Today is September 13, 2025, and all I can objectively say is this: I’m a 45-year-old git. The rest is “nothing but my own meandering experience” — or, for that matter, my completely subjective opinion). I have a beautiful wife, a baby daughter, and a very cute (and even more stubborn) toy poodle. They are my anchors.
But getting here hasn’t been straightforward.
I grew up in what you might call an underprivileged childhood (“underprivileged” by standards of western, developed societies). My parents divorced when I was three, and from that moment on I was shifted here and there, never fully rooted, never fully secure. That instability became the foundation for many of the bad decisions I would later make. Through my 20’s and 30’s, I carried this heritage with me—drifting, stumbling, chasing easy ways out.
The shortcuts I reached for over the years turned out to be the longest detours of all.
Looking back, I see how much of that came from not being taught to endure; I wasn’t shown how to persist through hardship, how to build steadily, how to stay with difficulty until something good emerged. The shortcuts I reached for over the years turned out to be the longest detours of all.

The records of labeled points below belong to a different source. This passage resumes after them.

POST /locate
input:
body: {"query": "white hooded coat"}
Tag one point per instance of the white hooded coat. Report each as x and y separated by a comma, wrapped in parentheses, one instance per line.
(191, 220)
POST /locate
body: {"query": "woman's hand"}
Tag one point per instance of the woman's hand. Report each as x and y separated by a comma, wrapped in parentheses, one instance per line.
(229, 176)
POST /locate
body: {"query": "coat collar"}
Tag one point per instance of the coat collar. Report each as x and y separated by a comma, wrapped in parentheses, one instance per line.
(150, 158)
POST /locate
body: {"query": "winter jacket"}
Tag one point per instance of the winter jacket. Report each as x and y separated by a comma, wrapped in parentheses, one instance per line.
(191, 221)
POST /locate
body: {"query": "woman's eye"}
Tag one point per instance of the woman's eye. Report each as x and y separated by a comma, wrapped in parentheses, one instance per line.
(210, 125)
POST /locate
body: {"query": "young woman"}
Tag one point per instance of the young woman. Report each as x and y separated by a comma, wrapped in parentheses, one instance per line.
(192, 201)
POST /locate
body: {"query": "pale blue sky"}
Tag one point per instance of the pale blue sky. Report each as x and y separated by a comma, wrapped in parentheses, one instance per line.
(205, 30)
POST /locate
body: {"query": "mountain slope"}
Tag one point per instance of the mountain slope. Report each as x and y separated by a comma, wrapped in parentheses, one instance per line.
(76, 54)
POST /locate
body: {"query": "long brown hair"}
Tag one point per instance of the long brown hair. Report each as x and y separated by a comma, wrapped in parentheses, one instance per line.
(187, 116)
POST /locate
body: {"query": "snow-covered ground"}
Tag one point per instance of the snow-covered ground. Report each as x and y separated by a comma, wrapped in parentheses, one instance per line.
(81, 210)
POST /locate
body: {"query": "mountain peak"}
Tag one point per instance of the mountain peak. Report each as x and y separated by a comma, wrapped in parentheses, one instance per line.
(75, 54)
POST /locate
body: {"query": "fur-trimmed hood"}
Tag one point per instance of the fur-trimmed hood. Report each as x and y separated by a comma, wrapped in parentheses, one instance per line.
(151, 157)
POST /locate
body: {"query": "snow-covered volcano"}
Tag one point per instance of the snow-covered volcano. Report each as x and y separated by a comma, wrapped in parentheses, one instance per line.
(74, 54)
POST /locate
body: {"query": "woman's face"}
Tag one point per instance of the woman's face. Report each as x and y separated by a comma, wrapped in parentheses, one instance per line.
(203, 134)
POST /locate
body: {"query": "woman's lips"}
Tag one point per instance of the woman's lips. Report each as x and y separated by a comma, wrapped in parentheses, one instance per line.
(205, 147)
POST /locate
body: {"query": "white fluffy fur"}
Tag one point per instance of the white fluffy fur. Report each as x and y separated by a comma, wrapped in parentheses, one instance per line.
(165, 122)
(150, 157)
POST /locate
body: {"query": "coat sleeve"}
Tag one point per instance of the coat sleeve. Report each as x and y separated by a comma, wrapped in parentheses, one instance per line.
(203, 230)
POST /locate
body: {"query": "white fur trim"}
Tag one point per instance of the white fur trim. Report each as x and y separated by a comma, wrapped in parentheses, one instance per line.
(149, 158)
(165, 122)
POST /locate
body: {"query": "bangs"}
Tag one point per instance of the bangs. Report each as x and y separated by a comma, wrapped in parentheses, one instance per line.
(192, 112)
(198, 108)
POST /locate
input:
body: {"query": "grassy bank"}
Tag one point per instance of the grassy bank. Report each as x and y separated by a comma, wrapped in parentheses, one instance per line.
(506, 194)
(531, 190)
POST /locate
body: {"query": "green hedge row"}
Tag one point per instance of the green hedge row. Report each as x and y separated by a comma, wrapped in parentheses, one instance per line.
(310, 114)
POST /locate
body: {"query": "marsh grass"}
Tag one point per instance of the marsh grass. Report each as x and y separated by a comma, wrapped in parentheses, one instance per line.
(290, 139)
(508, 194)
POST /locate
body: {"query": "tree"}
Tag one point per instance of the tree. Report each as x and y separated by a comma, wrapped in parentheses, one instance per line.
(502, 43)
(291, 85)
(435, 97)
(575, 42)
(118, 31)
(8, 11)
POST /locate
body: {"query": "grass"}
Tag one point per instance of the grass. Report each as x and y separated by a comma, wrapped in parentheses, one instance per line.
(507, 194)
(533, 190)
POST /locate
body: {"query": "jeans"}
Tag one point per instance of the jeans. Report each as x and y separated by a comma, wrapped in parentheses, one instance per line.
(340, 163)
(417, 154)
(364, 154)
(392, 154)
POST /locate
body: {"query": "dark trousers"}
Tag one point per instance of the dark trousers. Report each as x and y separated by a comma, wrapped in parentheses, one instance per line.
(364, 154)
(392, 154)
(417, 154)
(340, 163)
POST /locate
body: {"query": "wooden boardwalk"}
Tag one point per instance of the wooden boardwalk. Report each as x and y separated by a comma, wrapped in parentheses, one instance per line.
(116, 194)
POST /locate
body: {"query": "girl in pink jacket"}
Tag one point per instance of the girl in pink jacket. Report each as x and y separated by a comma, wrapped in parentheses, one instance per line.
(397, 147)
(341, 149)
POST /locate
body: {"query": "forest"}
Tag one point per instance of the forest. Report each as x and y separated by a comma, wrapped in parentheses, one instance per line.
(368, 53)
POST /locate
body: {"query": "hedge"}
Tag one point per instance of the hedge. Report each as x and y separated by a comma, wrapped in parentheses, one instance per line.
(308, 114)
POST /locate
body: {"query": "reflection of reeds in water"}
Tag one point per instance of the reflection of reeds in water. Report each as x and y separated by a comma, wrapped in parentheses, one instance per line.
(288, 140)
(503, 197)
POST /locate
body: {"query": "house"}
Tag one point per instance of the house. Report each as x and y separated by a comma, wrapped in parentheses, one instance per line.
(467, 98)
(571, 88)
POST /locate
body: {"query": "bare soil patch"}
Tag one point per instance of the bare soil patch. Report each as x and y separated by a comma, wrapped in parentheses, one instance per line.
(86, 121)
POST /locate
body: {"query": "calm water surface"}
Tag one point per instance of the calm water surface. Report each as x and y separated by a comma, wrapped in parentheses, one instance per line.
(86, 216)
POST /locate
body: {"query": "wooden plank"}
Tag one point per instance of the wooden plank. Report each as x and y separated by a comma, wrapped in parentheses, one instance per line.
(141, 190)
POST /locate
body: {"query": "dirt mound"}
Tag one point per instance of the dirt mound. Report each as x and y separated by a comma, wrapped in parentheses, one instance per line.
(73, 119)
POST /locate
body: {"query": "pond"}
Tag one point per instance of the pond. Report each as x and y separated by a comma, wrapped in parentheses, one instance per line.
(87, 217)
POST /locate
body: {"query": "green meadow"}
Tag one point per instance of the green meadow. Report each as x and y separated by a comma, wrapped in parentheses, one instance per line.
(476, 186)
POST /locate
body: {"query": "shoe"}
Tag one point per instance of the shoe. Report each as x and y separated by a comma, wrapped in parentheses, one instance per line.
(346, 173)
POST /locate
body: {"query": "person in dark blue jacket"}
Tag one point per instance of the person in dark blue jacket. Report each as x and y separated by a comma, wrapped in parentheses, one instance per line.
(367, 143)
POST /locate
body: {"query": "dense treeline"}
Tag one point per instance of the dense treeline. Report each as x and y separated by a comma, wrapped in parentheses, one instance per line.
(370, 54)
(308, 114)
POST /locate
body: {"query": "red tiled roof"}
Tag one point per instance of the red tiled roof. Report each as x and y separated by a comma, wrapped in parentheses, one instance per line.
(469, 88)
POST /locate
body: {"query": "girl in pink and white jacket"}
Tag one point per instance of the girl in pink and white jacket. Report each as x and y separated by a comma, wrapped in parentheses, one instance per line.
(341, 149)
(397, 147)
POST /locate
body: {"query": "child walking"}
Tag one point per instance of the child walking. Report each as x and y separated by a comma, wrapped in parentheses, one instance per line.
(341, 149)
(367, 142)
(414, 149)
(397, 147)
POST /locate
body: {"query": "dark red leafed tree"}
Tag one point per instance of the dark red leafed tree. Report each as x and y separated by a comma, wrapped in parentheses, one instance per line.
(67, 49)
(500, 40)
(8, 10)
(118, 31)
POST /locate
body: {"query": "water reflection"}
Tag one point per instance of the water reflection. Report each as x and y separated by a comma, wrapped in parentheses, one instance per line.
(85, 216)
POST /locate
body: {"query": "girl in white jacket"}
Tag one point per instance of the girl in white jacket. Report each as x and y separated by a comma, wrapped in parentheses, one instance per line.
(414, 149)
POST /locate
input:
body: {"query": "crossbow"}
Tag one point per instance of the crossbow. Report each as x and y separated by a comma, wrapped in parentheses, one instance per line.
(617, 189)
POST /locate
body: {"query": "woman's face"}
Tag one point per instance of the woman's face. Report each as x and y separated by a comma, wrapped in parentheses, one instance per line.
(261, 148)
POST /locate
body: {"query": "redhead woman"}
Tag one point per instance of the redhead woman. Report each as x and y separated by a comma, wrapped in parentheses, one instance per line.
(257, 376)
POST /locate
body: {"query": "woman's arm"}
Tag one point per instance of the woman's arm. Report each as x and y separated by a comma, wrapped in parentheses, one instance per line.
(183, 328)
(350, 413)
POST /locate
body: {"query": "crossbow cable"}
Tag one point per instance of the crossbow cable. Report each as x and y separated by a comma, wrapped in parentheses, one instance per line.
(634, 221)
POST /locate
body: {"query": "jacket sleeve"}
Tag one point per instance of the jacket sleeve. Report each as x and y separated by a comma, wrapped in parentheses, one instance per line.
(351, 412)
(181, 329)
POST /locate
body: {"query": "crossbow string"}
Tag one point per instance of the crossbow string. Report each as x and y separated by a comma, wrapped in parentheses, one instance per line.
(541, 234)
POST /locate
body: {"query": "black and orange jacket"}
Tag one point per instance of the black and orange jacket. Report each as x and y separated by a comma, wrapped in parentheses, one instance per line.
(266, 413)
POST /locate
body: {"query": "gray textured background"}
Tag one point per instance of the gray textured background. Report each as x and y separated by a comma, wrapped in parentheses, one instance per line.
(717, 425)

By the time I entered my 40’s, the weight of all this caught up with me. Life pressed hard! Wrestling with that pressure has been some of the most difficult work I’ve done, but also the beginning of a huge transformation. Therapy, family, building a home—all of these have become part of the pivot. Slowly, I’m turning toward growth rather than escape.
It’s been humbling to realize that, while I may not be as far along in life’s external measures as I had once hoped, I’ve traveled far on the inner path. And maybe that counts for something. If the universe and my health allow, I hope the next 40 years will be lived differently: with endurance, persistence, wiser choices, and the courage to build. A life shaped not by shortcuts, but by steady, good decisions. A life of growth.
That’s my story — or at least, the part I feel I can offer, in case it helps some of you who were brought here by winds of your own “unfinished dough“, still sticky and messy, but already on its way to becoming bread.